Wobei ich nicht traurig bin, heute wegen der Warterei nur noch die letzten Lieder der Lokalmatadoren Betontod mitzubekommen. »Wir müssen aufhören, weniger zu trinken« singen mir meine Mitfahrer schließlich auf jeder Busfahrt vor.

The Bones (S) haben keine Lieder zum Mitgrölen und schaffen es deswegen trotz gewohnt guter Show nicht, das Publikum aus seiner Lethargie zu reißen.

Die Sängerin Maja Ivarsson der Schweden The Sounds hat die Sauflieder anscheinend wörtlich genommen und torkelt sichtlich betrunken auf die Bühne. Alle zehn Sekunden lüpft sie ihr auffälliges rotes Kleid. Am Ende des Sets hat jeder Zuschauer ihren schwarzen Slip gesehen und fotografiert. Nicht nur Maja Ivarsson ruft Stirnrunzeln beim Publikum hervor, sondern auch die Musik, die etwas zu poppig für ein Metal Festival ist.

Aber Arch Enemy (N) bringen uns wieder zurück zum Metal und das Festival beginnt erst richtig: Angela Gossow beschwert sich zwar, dass sie mit 88 Dezibel auskommen müssen – wegen einer Anwohnerklage –, aber die Erzfeinde schaffen es trotzdem, die Masse endlich in Bewegung zu bringen.

Clawfinger steigern die gute Stimmung. Zak Tell, der Sänger der Hardcore-Gruppe aus Schweden, glänzt wie immer mit Publikumsanimation und Bühnensport: Er nutzt die Bühnentower als Klettergerüst und schmeißt sich in die Menge, die traditionell den Refrain von »Do What I Say« singt.

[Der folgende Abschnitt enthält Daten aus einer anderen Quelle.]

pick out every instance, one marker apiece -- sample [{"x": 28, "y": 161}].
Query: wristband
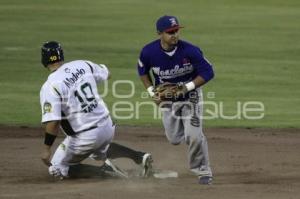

Obwohl ich keine Doro-Platte besitze – live ein Muss. Sie gewinnt sofort die Sympathie aller Zuschauer durch ihre ehrliche direkte Art. Außerdem lächelt sie die meiste Zeit, nette Abwechslung zu den sonst üblichen bösen Grimassen, um die sich Metaller häufig bemühen. Die Oldschool-Metal-Fans sind nicht mehr zu halten.

Die schwedischen Headliner In Flames machen ihrem Namen mit viel Pyrotechnik alle Ehre. Sonst finde ich sie nicht so überzeugend, das mag aber daran liegen, dass ich die alten Platten von ihnen lieber mochte. Alle anderen feiern die Band und geben dem ersten Tag einen würdigen Abschluss.

Da auf den beiden Bühnen schon um 23 Uhr Schluss ist, gehe ich noch zur After-Show-Party in der Turbinenhalle, wo sich ungefähr fünfzig Leute eingefunden haben. Die Musik ist, dem Festival entsprechend, sehr vielseitig und die Tanzfläche voll.

Als ich die Party um zwei verlasse, sagt mir die Security, der Shuttlebus fahre jetzt woanders, aber keiner kann mir genau sagen wo und wann. Zum Glück nehmen mich nette Menschen mit zum Camping. Die Shuttlebus-Organisation ist das einzige Ärgernis bei einem ansonsten sehr gut geplanten Event.